Exploring the bell that didn’t ring: Why the Dolphins passed on safeties in the draft

Defensive back Marcus Maye runs through a drill during Florida's NFL Pro Day in late March.
Defensive back Marcus Maye runs through a drill during Florida's NFL Pro Day in late March. AP

Matt Burke is going to get every opportunity to succeed in his new job.

Just check the Dolphins’ 2017 draft class.

The linebackers coach-turned-defensive coordinator, who took over after Vance Joseph bolted to Denver, had a dream weekend.

Five of Miami’s seven picks were on his side of the ball, including the first three.

“He became a permanent member of the personnel department,” Mike Tannenbaum joked late Saturday. “I think we saw on TV that we were the last team to take an offensive player. I think Matt sees that as the start of something, not an aberration.”

But if you could allow Burke one quibble, it would probably be this:

Their secondary remained largely unchanged. Yes, the Dolphins added cornerback Cordrea Tankersley in Round 3, but he would need to leap-frog at least two players who started games in 2016 to see the field this year.

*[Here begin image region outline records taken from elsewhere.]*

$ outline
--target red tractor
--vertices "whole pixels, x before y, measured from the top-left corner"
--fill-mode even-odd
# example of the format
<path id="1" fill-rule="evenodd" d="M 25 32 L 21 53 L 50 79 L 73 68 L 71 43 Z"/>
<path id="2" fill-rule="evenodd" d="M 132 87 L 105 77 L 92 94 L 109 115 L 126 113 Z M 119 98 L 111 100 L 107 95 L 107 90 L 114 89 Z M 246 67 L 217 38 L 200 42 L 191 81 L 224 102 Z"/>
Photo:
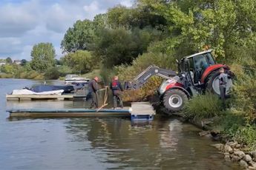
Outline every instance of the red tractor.
<path id="1" fill-rule="evenodd" d="M 228 94 L 234 74 L 229 67 L 216 64 L 211 51 L 203 51 L 177 61 L 178 72 L 150 66 L 133 81 L 125 82 L 125 89 L 139 89 L 152 75 L 160 76 L 166 79 L 157 89 L 160 101 L 168 111 L 178 112 L 189 98 L 206 90 L 220 95 L 219 69 L 223 67 L 229 75 L 226 88 Z"/>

And despite using at least six of their 30 on-campus visits on safeties, the Dolphins didn’t take one all weekend.

“For us, it was how the board fell,” Dolphins general manager Chris Grier explained. “We had the opportunity to take the players we liked. ... We are always looking to add and upgrade the speed, the size and the athletic ability on the defensive side, so we felt that at that point, it wasn’t anything that we planned not to take any. It’s just the way the board fell.”

Perhaps. But they also made conscious decisions to take players of more pressing need when safeties who visited were available.


▪  Pick 22: Hard to fault the Dolphins here. They were stunned that Missouri pass rusher Charles Harris fell to them in the first round, and didn’t think twice about turning in the card. But in the weeks leading up the draft, they gave at least some consideration to taking Florida safety Marcus Maye, whom the Jets selected early in the second round.

▪  Pick 54: Grier phoned in the name Raekwon McMillan, a linebacker from Ohio State, who could beat out Koa Misi for the starting SAM linebacker spot. Two picks later, the Raiders took Connecticut safety Obi Melifonwu. And N.C. State defensive back Josh Jones — who, like Melinfonwu, visited Davie in recent weeks — came off the board later in the second round.

▪  Pick 97: If the Dolphins truly loved hybrid defensive back Shaquill Griffin, who went 90th to Seattle, they could have traded up to get him. Instead, Grier stayed put and took Tankeresley, a gifted but still raw corner out of Central Florida. A group of scouts caught University of Miami’s Rayshawn Jenkins at his pro day, but passed up on him, too. Jenkins went early in Round 4.

▪  The Dolphins also could have had BYU’s Kai Nacua, another visitor to Davie, in any round, but passed each time. Nacua ultimately signed a rookie free agent contract with the Browns.

“Sometimes with the 30-visits, it’s a way for us to eliminate a player as well,” Tannenbaum explained. “Just because they’re in the building doesn’t mean … Sometimes that’s just going to solidify a position or a concern that we have. Sometimes it’s a positive, sometimes it’s ‘Hey, this isn’t going to be a good fit,’ and we’re going to move on. Sometimes we bring a guy in, we think he may be a free agent and we want to start recruiting him. Sometimes these 30-visits serve more than one purpose.”

The Dolphins did add at least one safety over the weekend: Georgia’s Maurice Smith, who signed as a rookie free agent.

But to think he’ll unseat Nate Allen, or eventually T.J. McDonald, in the starting lineup is a stretch.

Short of a trade or a picking up a starting safety via the waiver wire — both unlikely at this point — Burke will have to work with what he has in 2017.